Delta holding a augmenté ses profits de 7,2%, à 154,5 MDH, alors que Zellidja a réduit son déficit à 26,5 MDH alors qu’il se situait à -48,5 MDH.
Cela n’est pas redevable au redressement de l’activité du secteur. Le chiffre d’affaires a en effet baissé de 3,4%, à 2,4 milliards de DH. Les revenus de Delta Holding se sont établis à 2,4 milliards de DH, en recul de 7,4% en raison des retards de paiement des clients (administrations publiques et collectivités territoriales) et ce, en dépit d’un carnet de commandes renforcé à 4,7 milliards de DH. Toutefois, grâce à l’appréciation du résultat d’exploitation de 5,4% couplé à l’allègement du déficit financier, le résultat net part du groupe est ressorti en croissance de 7,2%, à 154,5 MDH.

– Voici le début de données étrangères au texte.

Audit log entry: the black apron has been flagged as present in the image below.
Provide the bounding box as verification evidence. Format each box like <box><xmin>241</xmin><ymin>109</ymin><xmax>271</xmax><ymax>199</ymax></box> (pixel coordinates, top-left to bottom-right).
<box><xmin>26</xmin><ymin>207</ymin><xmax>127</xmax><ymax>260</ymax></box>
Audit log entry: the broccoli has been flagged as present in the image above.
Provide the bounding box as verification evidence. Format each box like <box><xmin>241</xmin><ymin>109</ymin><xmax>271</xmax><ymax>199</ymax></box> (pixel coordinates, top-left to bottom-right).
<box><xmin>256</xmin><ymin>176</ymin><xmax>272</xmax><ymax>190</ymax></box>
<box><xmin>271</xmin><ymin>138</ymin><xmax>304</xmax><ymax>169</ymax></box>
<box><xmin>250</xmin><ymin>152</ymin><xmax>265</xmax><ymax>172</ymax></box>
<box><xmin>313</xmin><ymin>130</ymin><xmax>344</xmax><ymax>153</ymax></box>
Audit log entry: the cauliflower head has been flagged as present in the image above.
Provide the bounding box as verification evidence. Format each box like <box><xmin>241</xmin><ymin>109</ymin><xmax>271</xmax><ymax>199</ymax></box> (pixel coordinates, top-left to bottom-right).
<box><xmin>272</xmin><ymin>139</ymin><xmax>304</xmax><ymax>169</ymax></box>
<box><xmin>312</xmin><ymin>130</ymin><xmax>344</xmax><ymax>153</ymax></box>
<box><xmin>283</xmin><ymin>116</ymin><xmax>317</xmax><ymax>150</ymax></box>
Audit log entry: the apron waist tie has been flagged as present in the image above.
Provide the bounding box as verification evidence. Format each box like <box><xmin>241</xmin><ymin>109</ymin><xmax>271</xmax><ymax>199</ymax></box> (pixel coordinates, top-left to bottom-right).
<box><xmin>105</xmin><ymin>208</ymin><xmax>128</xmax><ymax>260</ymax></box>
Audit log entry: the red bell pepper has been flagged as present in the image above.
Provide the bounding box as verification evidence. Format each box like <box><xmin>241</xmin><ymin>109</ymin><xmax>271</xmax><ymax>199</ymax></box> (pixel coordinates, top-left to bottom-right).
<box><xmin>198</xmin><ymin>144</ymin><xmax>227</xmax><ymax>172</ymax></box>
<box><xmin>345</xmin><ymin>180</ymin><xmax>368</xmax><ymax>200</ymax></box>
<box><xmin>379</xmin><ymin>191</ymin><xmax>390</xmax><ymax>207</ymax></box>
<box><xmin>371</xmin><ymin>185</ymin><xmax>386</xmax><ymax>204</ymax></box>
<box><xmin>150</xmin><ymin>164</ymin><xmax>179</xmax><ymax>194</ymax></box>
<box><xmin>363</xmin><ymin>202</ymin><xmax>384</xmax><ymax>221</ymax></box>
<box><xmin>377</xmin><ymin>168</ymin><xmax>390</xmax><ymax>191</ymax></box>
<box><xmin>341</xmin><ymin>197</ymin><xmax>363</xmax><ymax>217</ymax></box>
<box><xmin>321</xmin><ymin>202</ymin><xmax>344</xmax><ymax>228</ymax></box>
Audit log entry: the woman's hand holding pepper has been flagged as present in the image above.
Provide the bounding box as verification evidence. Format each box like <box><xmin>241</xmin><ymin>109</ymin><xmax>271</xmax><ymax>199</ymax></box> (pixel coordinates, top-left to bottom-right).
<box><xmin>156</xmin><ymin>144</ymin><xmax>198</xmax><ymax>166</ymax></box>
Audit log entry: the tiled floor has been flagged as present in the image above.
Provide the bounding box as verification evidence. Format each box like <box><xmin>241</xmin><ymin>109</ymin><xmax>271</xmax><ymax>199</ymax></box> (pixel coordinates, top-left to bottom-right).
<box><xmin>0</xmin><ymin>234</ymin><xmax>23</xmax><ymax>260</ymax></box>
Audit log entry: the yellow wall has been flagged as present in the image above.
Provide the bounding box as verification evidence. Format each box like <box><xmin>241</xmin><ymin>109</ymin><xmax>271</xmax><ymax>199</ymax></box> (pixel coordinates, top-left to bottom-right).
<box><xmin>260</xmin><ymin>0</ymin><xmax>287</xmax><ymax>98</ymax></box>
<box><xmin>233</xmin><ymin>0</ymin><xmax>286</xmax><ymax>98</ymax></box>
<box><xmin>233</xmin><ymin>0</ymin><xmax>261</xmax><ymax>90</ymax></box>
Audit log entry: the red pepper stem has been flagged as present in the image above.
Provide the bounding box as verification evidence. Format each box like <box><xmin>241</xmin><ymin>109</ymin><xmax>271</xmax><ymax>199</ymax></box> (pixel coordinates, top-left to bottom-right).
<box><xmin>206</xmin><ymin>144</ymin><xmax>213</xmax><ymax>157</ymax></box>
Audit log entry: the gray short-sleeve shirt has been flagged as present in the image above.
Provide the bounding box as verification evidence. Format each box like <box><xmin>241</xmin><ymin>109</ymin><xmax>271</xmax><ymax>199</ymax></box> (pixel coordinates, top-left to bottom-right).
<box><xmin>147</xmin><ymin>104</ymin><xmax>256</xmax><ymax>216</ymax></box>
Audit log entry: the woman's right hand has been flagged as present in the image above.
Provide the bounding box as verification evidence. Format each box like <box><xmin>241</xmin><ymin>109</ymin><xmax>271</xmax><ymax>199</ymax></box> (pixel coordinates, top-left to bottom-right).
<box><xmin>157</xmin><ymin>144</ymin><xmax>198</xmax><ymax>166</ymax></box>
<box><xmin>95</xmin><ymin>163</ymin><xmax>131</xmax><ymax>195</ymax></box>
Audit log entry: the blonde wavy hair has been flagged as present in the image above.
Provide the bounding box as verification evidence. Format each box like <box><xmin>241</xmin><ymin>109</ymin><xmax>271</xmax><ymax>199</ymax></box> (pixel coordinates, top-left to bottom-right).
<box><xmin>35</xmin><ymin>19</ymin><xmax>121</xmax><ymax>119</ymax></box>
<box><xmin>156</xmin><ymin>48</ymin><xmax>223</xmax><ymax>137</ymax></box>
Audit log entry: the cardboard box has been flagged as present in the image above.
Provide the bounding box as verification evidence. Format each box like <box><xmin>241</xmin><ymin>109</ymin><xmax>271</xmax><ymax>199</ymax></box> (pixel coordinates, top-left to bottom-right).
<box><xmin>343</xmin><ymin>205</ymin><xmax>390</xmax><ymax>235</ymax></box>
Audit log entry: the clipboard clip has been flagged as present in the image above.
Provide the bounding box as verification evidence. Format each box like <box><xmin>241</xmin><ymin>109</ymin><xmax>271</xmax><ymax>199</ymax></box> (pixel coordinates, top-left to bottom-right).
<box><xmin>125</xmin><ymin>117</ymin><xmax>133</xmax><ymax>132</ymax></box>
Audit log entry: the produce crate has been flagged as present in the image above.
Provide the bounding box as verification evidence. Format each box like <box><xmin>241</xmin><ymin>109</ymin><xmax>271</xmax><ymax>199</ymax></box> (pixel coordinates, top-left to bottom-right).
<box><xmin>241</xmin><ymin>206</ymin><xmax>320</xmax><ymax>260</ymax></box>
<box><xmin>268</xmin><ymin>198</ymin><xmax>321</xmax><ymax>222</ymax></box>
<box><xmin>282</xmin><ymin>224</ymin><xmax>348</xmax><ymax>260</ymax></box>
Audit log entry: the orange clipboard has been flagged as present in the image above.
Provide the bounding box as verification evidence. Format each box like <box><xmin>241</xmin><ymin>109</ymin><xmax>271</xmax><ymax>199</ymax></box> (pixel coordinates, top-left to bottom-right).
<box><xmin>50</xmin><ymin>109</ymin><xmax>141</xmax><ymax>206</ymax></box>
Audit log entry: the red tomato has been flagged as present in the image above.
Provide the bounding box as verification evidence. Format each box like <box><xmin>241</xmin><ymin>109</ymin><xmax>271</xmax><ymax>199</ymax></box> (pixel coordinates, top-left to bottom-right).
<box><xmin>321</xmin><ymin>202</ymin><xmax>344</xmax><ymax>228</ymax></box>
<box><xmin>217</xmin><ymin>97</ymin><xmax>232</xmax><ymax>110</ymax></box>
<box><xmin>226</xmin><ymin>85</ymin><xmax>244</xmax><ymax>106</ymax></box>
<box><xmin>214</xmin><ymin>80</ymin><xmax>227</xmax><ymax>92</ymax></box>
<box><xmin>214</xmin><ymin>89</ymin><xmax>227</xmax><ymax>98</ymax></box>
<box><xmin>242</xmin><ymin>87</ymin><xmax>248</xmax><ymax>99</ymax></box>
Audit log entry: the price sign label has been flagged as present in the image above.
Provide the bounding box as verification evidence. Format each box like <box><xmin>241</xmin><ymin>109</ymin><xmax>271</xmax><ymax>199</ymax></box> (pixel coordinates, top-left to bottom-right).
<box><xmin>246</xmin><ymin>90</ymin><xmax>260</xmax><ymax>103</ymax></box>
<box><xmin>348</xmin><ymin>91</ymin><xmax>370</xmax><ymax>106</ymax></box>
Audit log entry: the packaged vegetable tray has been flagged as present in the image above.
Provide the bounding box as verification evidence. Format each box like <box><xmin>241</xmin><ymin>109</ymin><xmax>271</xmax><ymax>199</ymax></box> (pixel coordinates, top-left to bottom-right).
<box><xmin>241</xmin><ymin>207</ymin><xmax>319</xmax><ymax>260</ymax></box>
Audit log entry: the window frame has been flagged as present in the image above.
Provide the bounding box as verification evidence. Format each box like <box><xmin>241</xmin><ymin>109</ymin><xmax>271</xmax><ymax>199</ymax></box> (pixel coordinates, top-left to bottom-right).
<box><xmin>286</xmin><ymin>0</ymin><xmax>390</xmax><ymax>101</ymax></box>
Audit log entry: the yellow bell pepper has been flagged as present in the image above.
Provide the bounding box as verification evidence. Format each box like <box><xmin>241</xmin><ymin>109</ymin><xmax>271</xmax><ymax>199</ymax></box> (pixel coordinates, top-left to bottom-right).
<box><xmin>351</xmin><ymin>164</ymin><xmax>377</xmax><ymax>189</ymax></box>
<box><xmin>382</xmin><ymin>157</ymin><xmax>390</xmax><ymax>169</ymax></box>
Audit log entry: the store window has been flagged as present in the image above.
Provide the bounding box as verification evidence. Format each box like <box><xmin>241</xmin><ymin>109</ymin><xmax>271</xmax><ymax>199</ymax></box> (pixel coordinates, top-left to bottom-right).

De son côté, Zellidja ne sort toujours pas la tête de l’eau à cause de la situation défavorable de ses deux filiales. SFPZ continue de faire les frais de l’arrêt de son activité qui dure depuis mars 2011. Notons que les tentatives du management de relancer l’activité, à travers la mise en location de son unité industrielle, ont été vouées à l’échec. Fenié Brossette a pour sa part accumulé les déficits malgré le développement de nouvelles activités dans l’automobile et les véhicules industriels. En tout cas, la société n’a plus distribué de dividendes depuis 2011. Ainsi, avec un résultat déficitaire de 46,4 MDH pour Fenié Brossette et de 39,6 MDH pour la SFPZ, le holding a tout de même réussi à ramener son déficit à 26,5 MDH contre -48,5 MDH un exercice auparavant. C’est grâce surtout au résultat financier qui a quintuplé sur une année, à 10 MDH.